117. Otra finalidad de la homilía es la de conducir a la comunidad hacia el Sacrificio Eucarístico, en el que el misterio Pascual se hace presente. Es un indicador claro la palabra «hoy», a la que recurren con frecuencia los textos litúrgicos de las Misas de Navidad. El Misterio del Nacimiento de Cristo está presente en esta celebración, pero como en su primera venida, solo puede ser percibido con la mirada de la fe. Para los pastores el gran «signo» fue, simplemente, un pobre niño clocado en el pesebre, aunque en su recuerdo glorificaban y alababan a Dios por lo que habían visto. Con la mirada de la fe tenemos que percibir al mismo Cristo, nacido hoy, bajo los signos del pan y del vino. El admirabile commercium del que nos habla la colecta del día de Navidad, según la cual Cristo comparte nuestra humanidad y nosotros su divinidad, se manifiesta de modo particular en la Eucaristía, como sugieren las oraciones de la celebración. En la media noche rezamos así en la oración sobre las ofrendas: «Acepta, Señor, nuestras ofrendas en esta noche santa, y por este intercambio de dones en el que nos muestras tu divina largueza, haznos partícipes de la divinidad de tu Hijo que, al asumir la naturaleza humana, nos ha unido a la tuya de modo admirable». Y en la de la aurora: «Señor, que estas ofrendas sean signo del Misterio de Navidad que estamos celebrando; y así como tu Hijo, hecho hombre, se manifestó como Dios, así nuestras ofrendas de la tierra nos hagan partícipes de los dones del cielo». Y también, en el prefacio III de Navidad: “Por él, hoy resplandece ante el mundo el maravilloso intercambio que nos salva: pues al revestirse tu Hijo de nuestra frágil condición no sólo confiere dignidad eterna a la naturaleza humana, sino que por esta unión admirable nos hace a nosotros eternos”.
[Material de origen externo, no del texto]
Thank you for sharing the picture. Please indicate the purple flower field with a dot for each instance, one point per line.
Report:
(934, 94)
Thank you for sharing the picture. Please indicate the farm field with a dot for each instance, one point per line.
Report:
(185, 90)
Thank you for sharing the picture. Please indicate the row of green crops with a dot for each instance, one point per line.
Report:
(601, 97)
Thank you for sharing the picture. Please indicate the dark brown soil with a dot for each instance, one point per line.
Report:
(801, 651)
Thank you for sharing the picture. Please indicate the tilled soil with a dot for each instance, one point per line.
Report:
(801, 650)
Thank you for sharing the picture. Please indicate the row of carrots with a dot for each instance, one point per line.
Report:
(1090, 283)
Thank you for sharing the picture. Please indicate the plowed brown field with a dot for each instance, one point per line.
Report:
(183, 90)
118. La referencia a la inmortalidad roza otro tema recurrente en los textos de Navidad: la celebración es sólo una parada momentánea en nuestra peregrinación. El mensaje escatológico, tan evidente en el tiempo de Adviento, también encuentra aquí su expresión. En la colecta de la Vigilia, rezamos: «… que cada año nos alegras con la fiesta esperanzadora de nuestra redención; concédenos que así como ahora acogemos, gozosos, a tu Hijo como Redentor, lo recibamos también confiados cuando venga como juez». En la segunda lectura de la Misa de medianoche, el Apóstol nos exhorta «a renunciar a la vida sin religión y a los deseos mundanos, y a llevar ya desde ahora una vida sobria, honrada y religiosa, aguardando la dicha que esperamos: la aparición gloriosa del gran Dios y Salvador nuestro Jesucristo». Y por último, en la oración después de la comunión de la Misa del día, pedimos que Cristo, autor de nuestra generación divina, nacido en este día, «nos haga igualmente partícipes del don de su inmortalidad».

119. Las lecturas y las oraciones de Navidad ofrecen un rico alimento al pueblo de Dios peregrino en esta vida; revelando a Cristo como Luz del mundo, nos invitan a sumergirnos en el Misterio Pascual de nuestra redención a través del «hoy» de la Celebración Eucarística. El homileta puede presentar este banquete al pueblo de Dios reunido para celebrar el nacimiento del Señor, exhortándole a imitar a María, la Madre de Jesús, que «conservaba todas estas cosas, meditándolas en su corazón» (Evangelio, Misa de la aurora).

-En el Magisterio de los Papas:

BENEDICTO XVI, La infancia de Jesús, Editorial Planeta, Barcelona, 2012, p. 42 – 50.

El nacimiento de Jesús

«Y mientras estaban allí [en Belén] le llegó el tiempo del parto y dio a luz a su hijo primogénito, lo envolvió en pañales y lo acostó en un pesebre, porque no tenían sitio en la posada» (Lc 2,6s).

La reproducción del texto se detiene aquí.